The Central Board of Direct Taxes on Wednesday said that Income Tax authorities erroneously invoked article 4.3 of the double taxation avoidance convention (DTAC) between India and Mauritius while issuing notices to foreign investors in April.

Similar treaties including those which exempt capital gains from Indian taxation for residents of other contracting states are in existence, CBDT deputy secretary Anuradha Goel told the Delhi high court.

Where an assessee claims protection of the DTAC in relation to income arising in India, he has to establish that he is factually liable to be taxed in Mauritius and is, thus, a resident there. The assessee is deemed to be a resident of the contracting state in which the place of his company's effective management is situated.

Goel said the assessing officers had questioned their claim of being residents of Mauritius on the ground that they had set up residences there for questionable motives. They thus took the view that these assessees were residents of countries other than Mauritius and India, and, therefore, not entitled to benefits of the DTAC.

''It appears there was some confusion about the scope of article 4.3,'' she told a division bench of Chief Justice Arijit Pasayat and Justice D K Jain. To clarify the position, the CBDT issued a circular on April 13 emphasising that provisions of the DTAC will apply to all assesses who are liable to be taxed in Mauritius.

Goel said the liability to tax is for a country's administration to decide in the first instance and questioning the working of administration of countries with whom India has treaties would create chaos. ''The objective of the treaty is to bring about co-operation rather than disharmony among the administrations.''

Her response came following two public interest litigations filed by Azadi Bachao Andolan, a non-governmental organisation, and advocate B L Wadehra. The petitioners said section 5 of the Income Tax Act provides that incomes accruing in the country to people who are not even residents of India will be taxed here.

Thus, in either case -- whether these foreign institutional investors are managed in India or in their parent countries -- they are liable to pay tax on capital gains and dividends accruing in India to the national exchequer, irrespective of the fact whether they are formally registered in Mauritius or not.

It is on this basis that Income Tax authorities had issued notices to the FIIs operating in India through Mauritius. There are more than 400 FIIs active in Indian stock markets and they have made phenomenal gains during the past two years.

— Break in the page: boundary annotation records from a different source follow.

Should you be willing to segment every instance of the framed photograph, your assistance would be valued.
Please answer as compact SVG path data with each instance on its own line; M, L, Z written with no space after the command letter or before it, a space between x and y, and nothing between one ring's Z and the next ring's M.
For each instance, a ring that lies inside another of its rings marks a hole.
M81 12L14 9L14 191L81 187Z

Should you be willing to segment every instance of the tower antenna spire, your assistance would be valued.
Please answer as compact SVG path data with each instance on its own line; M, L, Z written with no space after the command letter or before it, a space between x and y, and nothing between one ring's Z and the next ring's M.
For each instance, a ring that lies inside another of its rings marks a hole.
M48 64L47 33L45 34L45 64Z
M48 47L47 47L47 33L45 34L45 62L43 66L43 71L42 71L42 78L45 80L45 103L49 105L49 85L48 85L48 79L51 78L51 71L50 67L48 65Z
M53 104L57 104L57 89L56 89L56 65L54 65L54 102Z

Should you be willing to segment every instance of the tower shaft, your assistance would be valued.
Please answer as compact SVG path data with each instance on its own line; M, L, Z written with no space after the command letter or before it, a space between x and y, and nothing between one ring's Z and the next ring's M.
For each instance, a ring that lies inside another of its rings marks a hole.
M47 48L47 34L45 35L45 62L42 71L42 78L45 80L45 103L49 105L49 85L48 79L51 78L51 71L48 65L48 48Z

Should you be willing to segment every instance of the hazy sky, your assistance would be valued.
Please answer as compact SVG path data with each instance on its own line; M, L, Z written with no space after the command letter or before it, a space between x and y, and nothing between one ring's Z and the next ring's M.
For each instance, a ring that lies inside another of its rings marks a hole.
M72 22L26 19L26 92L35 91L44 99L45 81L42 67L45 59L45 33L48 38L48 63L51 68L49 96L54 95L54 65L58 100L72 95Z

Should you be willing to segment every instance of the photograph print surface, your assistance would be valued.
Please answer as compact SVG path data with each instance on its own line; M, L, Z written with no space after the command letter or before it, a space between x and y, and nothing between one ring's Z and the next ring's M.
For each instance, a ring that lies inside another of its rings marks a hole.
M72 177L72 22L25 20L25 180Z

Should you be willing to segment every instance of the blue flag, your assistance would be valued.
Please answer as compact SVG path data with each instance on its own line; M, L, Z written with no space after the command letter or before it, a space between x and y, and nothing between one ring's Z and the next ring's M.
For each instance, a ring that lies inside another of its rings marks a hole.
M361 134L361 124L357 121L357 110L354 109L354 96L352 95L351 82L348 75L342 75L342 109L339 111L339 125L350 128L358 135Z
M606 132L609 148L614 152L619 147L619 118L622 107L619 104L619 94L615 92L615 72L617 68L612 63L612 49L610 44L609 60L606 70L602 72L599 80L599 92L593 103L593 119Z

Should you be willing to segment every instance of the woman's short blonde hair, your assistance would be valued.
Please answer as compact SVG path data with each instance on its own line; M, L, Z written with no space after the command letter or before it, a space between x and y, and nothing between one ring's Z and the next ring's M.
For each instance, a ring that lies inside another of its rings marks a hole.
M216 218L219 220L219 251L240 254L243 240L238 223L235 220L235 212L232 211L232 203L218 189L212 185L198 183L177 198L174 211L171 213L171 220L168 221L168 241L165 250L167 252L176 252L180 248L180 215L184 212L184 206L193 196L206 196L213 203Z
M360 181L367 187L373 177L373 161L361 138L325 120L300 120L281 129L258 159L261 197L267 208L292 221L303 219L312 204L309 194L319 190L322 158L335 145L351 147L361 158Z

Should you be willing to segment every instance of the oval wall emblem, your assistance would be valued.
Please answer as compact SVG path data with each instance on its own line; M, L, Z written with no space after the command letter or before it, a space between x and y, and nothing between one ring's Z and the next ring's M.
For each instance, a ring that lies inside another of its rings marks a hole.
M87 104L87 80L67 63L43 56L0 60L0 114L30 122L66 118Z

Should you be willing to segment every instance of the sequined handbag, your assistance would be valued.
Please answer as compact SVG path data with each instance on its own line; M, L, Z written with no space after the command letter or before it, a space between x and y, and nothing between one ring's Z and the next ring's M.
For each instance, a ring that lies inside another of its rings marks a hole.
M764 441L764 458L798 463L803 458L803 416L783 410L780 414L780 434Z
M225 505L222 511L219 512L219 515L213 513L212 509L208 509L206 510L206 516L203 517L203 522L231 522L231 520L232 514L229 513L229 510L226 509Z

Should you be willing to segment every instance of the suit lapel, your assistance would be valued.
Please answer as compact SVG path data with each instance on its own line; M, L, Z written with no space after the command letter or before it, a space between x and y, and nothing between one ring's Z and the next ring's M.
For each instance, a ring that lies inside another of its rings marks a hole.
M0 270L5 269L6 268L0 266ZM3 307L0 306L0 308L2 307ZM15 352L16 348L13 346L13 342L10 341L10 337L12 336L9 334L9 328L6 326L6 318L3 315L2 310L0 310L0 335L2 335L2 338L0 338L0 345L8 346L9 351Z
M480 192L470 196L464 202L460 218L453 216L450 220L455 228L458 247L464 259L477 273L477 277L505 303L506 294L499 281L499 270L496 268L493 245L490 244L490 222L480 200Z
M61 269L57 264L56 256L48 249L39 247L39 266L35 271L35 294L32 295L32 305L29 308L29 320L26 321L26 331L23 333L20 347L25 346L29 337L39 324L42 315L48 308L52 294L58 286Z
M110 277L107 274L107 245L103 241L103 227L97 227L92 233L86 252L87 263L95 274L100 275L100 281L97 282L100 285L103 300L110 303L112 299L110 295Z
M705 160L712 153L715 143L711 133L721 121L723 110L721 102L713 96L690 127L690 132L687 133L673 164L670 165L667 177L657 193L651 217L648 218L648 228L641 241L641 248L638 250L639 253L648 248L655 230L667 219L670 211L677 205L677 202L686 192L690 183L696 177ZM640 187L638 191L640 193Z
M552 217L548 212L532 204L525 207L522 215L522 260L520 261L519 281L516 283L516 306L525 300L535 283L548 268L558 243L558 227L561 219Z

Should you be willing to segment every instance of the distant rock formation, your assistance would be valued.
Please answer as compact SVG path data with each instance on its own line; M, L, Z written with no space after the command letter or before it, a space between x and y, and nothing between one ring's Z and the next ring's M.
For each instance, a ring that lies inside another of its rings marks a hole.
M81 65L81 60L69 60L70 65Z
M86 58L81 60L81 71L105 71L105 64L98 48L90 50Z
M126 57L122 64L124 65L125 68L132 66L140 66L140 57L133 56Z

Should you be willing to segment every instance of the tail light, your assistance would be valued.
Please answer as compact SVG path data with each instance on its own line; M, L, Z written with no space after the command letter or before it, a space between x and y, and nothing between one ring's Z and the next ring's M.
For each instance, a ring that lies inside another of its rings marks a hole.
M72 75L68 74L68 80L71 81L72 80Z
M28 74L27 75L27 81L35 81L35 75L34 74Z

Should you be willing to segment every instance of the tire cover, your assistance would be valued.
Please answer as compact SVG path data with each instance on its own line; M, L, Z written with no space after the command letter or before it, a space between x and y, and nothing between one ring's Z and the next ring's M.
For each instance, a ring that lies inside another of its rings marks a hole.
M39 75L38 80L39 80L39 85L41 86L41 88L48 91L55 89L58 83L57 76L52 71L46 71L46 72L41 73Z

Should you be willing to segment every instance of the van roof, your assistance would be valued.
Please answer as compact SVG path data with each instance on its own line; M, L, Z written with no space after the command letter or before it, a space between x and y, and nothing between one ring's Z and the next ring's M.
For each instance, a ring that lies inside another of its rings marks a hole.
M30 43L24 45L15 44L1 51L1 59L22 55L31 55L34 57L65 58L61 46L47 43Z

On April 6, these Mauritius-based FIIs approached Finance Minister Yashwant Sinha who said they will not be taxed in India and these notices will be withdrawn.

On April 13, the CBDT issued a circular addressed to chief commissioner and director generals of income tax which said: ''A certificate of residence issued by Mauritian authorities will constitute sufficient evidence for accepting the status of residence as well as ownership for applying the Indo-Mauritian double taxation avoidance convention. Accordingly, FIIs which are resident in Mauritius will not be taxable in India on income from capital gains arising in India on sale of shares.''

Wadehra's petition said the government will lose over Rs 30 billion in Income Tax revenues by withdrawal of notices issued against the FIIs as a result of the circular issued by the finance ministry on April 13.

Residency certificates by concerned Mauritian authorities on the basis of incorporation have been issued for evading Income Tax payable in India and not for normal business activities. In business parlance, these are called post box companies, Wadehra said.